Citadel Securities argued that DeFi protocols could operate as exchanges or brokers requiring registration and regulation. However, the new SEC leadership under the Trump administration has been seeking to provide greater policy space for the crypto industry. White House crypto advisor Patrick Viter just posted on social platform X stating that his office supports "the need to protect software developers and DeFi." "As detailed in our opinion letter, Citadel Securities strongly supports tokenization and other innovations that can solidify America's leadership in digital finance, but this should not come at the expense of sacrificing strict investor protection—these protections are what make the U.S. stock market the global gold standard," a company spokesperson said in an email statement.

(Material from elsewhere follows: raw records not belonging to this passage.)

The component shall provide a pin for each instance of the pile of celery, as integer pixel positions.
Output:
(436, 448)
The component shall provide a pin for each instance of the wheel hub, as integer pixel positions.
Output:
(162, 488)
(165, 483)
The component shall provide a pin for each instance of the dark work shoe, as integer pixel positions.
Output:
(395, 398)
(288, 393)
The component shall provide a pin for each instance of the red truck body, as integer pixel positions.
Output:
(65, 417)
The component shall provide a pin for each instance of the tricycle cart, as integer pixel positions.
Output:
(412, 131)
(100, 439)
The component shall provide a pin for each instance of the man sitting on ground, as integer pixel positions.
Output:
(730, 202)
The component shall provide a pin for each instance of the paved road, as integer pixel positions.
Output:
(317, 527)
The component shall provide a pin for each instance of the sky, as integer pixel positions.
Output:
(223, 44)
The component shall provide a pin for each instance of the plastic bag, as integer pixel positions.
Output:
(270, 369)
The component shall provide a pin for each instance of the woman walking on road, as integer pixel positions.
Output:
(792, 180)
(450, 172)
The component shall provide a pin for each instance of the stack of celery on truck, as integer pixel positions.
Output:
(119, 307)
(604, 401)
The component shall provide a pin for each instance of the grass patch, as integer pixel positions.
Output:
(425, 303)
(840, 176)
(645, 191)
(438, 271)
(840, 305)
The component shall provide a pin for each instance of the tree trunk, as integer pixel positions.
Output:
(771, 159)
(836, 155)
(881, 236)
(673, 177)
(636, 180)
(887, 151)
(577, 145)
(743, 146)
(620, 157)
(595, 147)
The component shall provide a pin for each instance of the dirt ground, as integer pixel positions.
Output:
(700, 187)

In response, the DeFi Alliance pointed out that Citadel's letter contains "multiple factual inaccuracies and misleading statements." A spokesperson for the DeFi Education Fund, Jennifer Rosenthal, suggested that the organization is defending its own business interests: "For Citadel, questioning the existence of a technology that threatens its business and significant market share is quite convenient."